I went to university to study social work when everything was free and they were letting anyone in. There weren’t many social workers around back then and nationally social care was getting pretty desperate. There were schemes to draft social workers in from other countries, like Canada, and the sector was in chaos.
I was 18, still an out-of-control teenager myself, who wanted to shut my mum up by appearing to have some sort of direction in life. I didn’t have a passion for social work, no heart-wrenching sob story to be motivated by. Truth be told, I didn’t even know what social work was.
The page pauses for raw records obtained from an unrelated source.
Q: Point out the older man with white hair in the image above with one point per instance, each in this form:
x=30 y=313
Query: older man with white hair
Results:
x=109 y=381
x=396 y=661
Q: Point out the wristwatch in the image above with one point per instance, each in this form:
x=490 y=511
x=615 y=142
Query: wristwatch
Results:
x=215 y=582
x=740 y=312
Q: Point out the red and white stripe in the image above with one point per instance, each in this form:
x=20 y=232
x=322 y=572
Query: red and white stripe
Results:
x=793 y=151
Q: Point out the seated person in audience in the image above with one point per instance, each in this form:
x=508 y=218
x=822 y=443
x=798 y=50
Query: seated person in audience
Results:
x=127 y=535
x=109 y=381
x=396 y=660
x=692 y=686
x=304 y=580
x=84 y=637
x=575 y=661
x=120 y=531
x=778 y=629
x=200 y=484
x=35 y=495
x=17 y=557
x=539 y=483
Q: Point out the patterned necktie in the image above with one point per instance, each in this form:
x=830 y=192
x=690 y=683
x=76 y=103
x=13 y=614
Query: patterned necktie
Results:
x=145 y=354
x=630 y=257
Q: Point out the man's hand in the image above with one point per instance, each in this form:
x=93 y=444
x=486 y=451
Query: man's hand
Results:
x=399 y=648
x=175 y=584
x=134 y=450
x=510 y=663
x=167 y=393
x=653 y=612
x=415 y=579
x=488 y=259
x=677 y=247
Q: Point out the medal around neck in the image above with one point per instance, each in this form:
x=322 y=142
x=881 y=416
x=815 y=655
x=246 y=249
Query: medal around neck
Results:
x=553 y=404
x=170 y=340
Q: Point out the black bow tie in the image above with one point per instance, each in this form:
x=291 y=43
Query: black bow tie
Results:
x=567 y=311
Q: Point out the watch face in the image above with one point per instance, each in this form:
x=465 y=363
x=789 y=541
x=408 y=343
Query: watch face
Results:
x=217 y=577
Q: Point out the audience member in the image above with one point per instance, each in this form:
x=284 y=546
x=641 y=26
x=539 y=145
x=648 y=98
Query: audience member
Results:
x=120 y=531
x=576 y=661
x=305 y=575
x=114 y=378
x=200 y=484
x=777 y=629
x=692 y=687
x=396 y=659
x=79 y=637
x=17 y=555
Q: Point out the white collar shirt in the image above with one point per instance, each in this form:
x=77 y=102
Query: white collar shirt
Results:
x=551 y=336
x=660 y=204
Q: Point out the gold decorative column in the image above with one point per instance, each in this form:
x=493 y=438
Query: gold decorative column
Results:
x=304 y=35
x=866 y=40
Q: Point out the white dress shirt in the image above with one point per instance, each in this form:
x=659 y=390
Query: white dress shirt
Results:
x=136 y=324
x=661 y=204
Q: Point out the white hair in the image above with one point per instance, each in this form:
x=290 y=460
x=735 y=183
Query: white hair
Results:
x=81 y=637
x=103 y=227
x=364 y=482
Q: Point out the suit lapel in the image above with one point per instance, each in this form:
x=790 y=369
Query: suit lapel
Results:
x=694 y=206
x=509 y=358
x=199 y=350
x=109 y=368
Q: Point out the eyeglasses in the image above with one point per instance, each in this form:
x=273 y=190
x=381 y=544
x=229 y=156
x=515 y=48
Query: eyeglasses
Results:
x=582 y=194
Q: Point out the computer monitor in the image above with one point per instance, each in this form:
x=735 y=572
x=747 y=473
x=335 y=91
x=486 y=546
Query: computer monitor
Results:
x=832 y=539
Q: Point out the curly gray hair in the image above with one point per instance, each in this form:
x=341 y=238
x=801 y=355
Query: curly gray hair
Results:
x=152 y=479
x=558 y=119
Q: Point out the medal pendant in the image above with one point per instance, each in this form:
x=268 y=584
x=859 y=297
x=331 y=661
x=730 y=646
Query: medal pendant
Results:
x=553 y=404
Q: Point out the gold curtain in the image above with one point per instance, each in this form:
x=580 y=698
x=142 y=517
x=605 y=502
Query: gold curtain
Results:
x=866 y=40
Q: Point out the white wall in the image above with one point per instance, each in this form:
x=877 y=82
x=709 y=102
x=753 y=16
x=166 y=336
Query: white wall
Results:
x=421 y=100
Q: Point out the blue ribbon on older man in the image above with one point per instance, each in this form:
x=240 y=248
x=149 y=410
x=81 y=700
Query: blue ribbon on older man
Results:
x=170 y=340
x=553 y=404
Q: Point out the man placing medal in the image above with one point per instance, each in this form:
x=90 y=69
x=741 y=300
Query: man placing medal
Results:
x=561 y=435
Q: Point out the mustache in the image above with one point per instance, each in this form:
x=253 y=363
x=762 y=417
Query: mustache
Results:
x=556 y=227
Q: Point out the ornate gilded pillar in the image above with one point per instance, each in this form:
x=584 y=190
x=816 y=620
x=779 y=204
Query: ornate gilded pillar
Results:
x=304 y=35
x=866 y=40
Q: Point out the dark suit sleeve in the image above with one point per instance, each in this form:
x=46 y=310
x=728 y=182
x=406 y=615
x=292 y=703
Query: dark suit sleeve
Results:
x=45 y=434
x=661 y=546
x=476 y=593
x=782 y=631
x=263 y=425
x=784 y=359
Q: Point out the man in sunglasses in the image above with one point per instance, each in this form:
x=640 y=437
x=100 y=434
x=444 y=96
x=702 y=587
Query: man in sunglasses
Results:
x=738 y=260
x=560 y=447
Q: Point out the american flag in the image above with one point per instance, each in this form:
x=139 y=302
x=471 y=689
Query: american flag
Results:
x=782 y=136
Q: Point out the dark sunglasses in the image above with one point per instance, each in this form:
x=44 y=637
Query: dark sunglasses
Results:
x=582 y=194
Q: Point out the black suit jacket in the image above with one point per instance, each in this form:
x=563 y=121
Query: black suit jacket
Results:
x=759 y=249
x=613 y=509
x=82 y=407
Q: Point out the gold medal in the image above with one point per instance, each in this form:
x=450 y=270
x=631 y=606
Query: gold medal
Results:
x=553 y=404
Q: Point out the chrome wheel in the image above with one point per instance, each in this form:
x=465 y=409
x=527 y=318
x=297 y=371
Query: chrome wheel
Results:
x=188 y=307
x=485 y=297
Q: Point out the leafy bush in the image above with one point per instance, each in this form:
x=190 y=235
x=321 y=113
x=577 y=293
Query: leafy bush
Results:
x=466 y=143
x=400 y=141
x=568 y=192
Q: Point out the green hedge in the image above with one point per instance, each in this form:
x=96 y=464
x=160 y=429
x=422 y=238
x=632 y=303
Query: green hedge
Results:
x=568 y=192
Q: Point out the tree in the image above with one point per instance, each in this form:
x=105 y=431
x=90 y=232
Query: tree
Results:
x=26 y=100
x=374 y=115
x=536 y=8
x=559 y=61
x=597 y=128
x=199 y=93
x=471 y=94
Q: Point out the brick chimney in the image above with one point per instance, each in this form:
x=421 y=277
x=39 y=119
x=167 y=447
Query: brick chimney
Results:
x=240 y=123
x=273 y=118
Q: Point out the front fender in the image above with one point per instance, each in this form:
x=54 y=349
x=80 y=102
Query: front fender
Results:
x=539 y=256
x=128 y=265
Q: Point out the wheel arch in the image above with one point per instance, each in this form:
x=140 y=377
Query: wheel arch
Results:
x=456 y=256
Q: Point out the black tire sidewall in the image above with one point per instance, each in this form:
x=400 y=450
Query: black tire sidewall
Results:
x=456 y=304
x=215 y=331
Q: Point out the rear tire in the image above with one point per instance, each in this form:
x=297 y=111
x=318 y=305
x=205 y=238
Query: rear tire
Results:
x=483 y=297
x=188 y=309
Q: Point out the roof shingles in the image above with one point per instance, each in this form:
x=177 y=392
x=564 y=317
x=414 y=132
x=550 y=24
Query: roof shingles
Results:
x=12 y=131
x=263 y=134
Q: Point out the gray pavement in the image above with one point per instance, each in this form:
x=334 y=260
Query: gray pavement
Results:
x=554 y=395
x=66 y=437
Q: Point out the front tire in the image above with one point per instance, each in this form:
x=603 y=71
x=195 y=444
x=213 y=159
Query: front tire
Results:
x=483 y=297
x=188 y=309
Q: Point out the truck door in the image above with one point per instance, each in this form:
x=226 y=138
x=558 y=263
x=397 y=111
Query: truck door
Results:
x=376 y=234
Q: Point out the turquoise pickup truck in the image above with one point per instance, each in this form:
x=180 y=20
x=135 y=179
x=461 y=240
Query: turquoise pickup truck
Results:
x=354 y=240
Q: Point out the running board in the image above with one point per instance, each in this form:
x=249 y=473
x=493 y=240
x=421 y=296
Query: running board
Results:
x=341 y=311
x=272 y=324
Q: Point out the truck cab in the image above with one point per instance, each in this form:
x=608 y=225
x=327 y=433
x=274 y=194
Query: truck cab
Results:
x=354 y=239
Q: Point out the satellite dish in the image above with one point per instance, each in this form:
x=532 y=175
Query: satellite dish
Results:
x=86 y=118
I bumbled through uni, barely attending, and just scraped through. I felt like I had learned nothing. I’m sure there were plenty of things to be learnt – I just wasn’t listening. Having never worked within the social care sector, nor did I have any statutory social work placements. I had no context for the knowledge that was being imparted. They would teach us things and I’d think, I bet I’ll never look at that again. It felt like learning algebra in high school. The thing is, you do use and need those things in practice – you just have no frame of reference to sort the wheat from the chaff.
There were many people on my degree course who had been working in social care for years and just needed the piece of paper for career progression. I should have appreciated these people more and seen them as the valuable resources they were. Of course I didn’t. I just found them irritating and superior. They were always arguing with the out-of-touch lecturers and saying things like “I think you’ll find it doesn’t work like that in practice”, while I sat at the back texting on my early noughties flip phone and rolling my eyes.
Very soon after uni I got a job and was let loose on the general public. I was terrified and out of my depth. All the theory and knowledge in the world will not prepare you for social work. Even the first class honours lot are not prepared for what is to come. No one at uni ever sits down with you and says: “I am going to teach how to manage constant fear.” That is what you need. Social work is scary!
My ridiculous meandering through higher education is not one to emulate. I crashed into social work inexperienced and lacking purpose or passion but I grew to love it. I’m lucky to have found my vocation completely by accident but I would have many more opportunities available to me had I worked harder at uni. Now I do a bit of lecturing at universities myself, I have students on placement and I manage quite a few newbie social workers. I try my best to prepare them for what is to come. You get your foundation at uni but the real learning starts in practice and it’s my job to teach as much as it is to manage. It’s a shame I don’t get all those holidays though.